Life + Arts Movies

“The Fault in Our Stars” searches for delicate balance with heavy material

The Fault In Our Stars opens everywhere June 6. Photo courtesy of Wikimedia.

“The Fault In Our Stars” opens everywhere June 6. | Courtesy of Wikimedia Commons.

During the first few seconds of “The Fault in Our Stars”, you hear the voice of protagonist Hazel and her view on the world, life, and death. This ominous beginning is a gentle reminder of things to come. Cancer is not a thing that can easily be tampered with, and director Josh Boone is able to transport the audience into a world of hospitals, funerals, and unhappy endings all while captivating the audience with a love story that could easily define a generation.

Based on the best-selling novel of the same name by John Green, the movie does not shy away from its source material. The movie tells the story of Hazel (Shailene Woodley) who is forced to attend a support group for teens with cancer, where she meets and eventually forges a friendship with Augustus (Ansel Elgort). Throughout the film, Hazel learns the real meaning of life and death.

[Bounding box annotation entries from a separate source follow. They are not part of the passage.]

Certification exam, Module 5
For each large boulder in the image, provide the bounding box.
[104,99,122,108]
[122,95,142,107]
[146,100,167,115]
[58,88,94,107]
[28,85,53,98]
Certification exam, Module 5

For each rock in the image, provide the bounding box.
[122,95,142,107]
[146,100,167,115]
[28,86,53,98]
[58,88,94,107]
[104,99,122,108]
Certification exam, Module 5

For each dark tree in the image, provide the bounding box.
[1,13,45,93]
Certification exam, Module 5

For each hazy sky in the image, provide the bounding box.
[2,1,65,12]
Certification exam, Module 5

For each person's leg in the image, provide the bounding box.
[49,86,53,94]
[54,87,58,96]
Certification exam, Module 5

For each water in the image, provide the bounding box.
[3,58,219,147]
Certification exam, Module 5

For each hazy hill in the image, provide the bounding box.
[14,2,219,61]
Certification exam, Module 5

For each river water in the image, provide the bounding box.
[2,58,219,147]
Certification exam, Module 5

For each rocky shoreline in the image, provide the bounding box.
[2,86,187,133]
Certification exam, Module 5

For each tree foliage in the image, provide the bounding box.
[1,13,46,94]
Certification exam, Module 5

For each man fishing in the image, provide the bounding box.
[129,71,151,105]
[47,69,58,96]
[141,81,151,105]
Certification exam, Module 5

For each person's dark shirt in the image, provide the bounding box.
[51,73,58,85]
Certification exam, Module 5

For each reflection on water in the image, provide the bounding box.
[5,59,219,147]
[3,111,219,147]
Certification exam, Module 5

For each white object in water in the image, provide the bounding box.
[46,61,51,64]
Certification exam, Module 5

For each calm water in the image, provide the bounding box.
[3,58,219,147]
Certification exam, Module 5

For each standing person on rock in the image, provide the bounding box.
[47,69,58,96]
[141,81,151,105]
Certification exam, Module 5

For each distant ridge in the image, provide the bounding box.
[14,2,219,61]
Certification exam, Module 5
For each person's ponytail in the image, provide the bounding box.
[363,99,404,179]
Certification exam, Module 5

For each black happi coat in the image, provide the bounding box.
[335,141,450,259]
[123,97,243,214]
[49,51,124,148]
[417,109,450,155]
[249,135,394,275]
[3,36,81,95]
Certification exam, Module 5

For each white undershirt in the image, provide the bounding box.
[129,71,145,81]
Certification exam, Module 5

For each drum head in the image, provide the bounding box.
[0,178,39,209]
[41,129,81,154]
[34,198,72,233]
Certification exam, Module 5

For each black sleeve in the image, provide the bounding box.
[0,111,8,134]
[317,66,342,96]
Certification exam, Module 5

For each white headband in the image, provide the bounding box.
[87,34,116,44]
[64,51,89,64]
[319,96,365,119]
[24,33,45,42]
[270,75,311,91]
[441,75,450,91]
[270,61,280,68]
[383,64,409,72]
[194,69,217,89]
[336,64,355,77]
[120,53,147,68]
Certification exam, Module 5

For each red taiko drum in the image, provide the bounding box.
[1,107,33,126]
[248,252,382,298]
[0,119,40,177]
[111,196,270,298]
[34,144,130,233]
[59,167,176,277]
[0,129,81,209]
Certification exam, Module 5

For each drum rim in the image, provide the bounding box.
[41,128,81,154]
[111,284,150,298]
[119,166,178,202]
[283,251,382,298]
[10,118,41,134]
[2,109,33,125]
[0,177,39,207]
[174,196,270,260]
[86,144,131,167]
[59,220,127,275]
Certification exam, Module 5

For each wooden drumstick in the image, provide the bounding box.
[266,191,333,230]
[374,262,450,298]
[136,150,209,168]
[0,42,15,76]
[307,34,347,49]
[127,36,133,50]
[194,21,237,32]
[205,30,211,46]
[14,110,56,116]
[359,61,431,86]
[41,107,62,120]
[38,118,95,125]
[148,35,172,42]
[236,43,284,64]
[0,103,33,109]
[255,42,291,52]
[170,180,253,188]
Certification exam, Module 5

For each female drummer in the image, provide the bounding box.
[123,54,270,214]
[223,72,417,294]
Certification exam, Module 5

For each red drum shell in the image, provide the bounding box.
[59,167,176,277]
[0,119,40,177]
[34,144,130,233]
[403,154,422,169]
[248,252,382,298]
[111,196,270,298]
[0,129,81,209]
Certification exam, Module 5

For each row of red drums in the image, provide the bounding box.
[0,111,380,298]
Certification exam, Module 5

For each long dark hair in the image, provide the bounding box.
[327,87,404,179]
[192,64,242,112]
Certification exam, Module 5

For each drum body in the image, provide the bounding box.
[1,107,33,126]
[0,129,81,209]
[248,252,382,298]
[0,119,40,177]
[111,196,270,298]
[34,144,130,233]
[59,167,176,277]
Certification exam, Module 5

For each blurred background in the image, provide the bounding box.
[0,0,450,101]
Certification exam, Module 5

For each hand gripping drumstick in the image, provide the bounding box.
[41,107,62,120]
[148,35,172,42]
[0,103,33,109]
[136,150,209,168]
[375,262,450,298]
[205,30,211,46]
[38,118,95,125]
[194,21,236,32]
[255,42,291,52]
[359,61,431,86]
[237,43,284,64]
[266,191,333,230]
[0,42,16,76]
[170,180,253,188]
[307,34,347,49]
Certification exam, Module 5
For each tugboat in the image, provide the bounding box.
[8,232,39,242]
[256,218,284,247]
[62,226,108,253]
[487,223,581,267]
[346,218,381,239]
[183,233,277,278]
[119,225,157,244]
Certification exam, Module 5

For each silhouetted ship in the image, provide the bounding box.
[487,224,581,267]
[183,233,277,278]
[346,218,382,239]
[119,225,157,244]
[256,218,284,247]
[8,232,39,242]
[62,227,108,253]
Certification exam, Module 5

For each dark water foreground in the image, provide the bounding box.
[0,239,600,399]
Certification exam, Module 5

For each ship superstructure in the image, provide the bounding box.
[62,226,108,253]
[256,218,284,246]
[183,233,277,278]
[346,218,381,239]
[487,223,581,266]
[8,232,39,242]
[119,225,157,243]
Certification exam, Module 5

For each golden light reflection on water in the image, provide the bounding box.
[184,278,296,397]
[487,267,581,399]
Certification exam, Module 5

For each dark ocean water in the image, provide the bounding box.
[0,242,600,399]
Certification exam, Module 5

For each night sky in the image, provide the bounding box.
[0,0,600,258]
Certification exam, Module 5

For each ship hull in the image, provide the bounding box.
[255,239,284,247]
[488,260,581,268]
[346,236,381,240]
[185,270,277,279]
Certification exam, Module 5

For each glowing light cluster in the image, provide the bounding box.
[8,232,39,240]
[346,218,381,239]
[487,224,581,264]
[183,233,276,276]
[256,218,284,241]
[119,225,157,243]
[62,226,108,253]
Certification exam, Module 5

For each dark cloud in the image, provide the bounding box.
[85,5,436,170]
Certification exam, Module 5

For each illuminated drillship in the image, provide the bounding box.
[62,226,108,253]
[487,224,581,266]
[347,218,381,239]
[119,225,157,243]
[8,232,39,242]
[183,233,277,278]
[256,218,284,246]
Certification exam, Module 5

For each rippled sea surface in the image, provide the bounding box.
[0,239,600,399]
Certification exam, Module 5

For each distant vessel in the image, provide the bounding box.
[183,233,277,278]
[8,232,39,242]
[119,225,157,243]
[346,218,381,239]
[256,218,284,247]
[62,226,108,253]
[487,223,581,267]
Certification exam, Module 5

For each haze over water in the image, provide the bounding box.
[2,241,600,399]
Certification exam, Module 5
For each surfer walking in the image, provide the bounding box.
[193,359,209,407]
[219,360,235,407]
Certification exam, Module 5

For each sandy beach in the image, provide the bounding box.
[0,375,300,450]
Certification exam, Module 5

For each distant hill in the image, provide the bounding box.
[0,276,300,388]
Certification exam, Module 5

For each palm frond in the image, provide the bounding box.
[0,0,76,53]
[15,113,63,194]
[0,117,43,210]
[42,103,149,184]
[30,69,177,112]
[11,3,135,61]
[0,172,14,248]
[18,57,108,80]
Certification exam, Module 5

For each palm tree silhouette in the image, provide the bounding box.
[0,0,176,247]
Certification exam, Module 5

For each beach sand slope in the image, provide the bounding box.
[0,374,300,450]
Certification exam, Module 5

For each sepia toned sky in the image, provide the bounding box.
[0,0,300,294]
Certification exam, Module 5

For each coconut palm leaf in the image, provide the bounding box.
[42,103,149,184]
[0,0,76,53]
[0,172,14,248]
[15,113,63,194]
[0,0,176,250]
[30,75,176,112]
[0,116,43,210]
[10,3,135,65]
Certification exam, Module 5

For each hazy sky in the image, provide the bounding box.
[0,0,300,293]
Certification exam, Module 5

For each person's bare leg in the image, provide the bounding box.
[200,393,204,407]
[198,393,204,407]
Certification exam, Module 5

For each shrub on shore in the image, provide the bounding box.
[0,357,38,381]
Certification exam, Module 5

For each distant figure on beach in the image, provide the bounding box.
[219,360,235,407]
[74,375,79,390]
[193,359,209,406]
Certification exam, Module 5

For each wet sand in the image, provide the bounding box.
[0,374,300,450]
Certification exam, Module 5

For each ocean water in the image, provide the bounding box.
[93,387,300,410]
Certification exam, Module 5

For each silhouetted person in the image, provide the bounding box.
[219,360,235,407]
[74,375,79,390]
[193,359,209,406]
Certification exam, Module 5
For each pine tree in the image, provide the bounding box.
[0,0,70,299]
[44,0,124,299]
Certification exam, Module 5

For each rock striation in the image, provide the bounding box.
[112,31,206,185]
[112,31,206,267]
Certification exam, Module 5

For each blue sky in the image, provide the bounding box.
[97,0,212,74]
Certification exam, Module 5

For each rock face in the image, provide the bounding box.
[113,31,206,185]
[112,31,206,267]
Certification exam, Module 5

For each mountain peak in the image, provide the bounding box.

An exact book-to-film adaptation is unheard of, but “The Fault in Our Stars” manages to keep the content fresh and interesting, with a few minor changes here and there. At times, popular quotes from the book such as “The world is not a wish-granting factory” came across as somewhat hokey and awkward, but nonetheless fans of the book will be pleased that screenwriters Scott Neustadter and Michael H. Weber made an effort to try and preserve one of the things readers most loved about the novel.

Near-perfect casting helped launch the movie into a tale of hope instead of one filled with dread. Woodley and Elgort lead an extraordinary cast and seem to personify their characters with the utmost respect, while still keeping in mind the delicate subject matter that they are dealing with. The PG-13 rating is perfectly safe — anything lower would have diluted the story and the real subject matter would not have been able to come through.

Unfortunately, non-readers may have a harder time emotionally connecting to the story than those who did read the book. The plot line may seem a bit stretched out, the grand gestures that Augustus pulls throughout the story can seem unnecessary, and all the talk of cancer seem like overkill. While some of it may not seem essential to the storyline, and often times it is not, it all gives the viewers a break from the depressing aura that pervades the film for its duration.

The subject matter that the novel discusses and deals with is not an easy thing to get around. Sure, the filmmakers could have tried to avoid the subject of cancer all together, but that would have taken away the basic essence of the story and viewers would just be left with the cliché boy-meets-girl love story. Book enthusiasts would not have been happy, and non-readers would have been questioning why this story, out of all the other ones out there, was special. For that, the producers of “The Fault in Our Stars” deserve props. It takes a lot of confidence to produce a film that seems to appeal to a limited audience, and the most important story of love and loss is something that everyone can relate with.